You know the drill. The ego doesn’t want to let go. Forgiveness feels weak and vulnerable, and we believe deep down inside that if we show our weaknesses and vulnerabilities, then we will get trampled on. We confuse forgiveness with condoning, and assume that if we forgive others, then they are getting away with their misdeeds. Then, perhaps it has to do with glamour: forgiveness is not showy or sexy; it doesn’t sizzle, it’s not going to get it’s own reality show anytime soon. Its rewards are so firmly lodged in the spirit that the ego is left thinking “what’s in it for me?” — and, concluding that all forgiveness does is starve the ego, it therefore will do all in its power to hold on to its righteous anger, its sense of victimization, and its bitter insistence that it holds the moral high ground.
So the ego wants to keep us separate from those whom we would forgive, but the terrible price to be paid for this is that it also keeps us separate from those who would forgive us — including God. Until we step out from under the self-defining construct/structure of the great “I” we will cheat ourselves of the possibility of experiencing the love and joy and peace of true forgiveness, true reconciliation, true re-union: with each other and with God.
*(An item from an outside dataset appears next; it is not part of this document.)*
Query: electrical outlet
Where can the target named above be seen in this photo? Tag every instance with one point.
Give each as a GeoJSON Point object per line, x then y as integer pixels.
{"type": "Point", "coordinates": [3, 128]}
I’ve written a fair amount in this blog over the last few days on such erudite concepts as theosis, kenosis, and gnosis. While those “osis” categories might make for interesting spiritual reflection and conversation, perhaps we need to bring the conversation back down to earth for a bit. Do you want real “jet fuel” for your spiritual life? Then take inventory of everyone in your life (including yourself) with whom you are not fully reconciled, and where there is need for forgiveness (to be given or received). And then get busy with the messy, get-your-hands-dirty work of making it happen. With God’s grace, of course.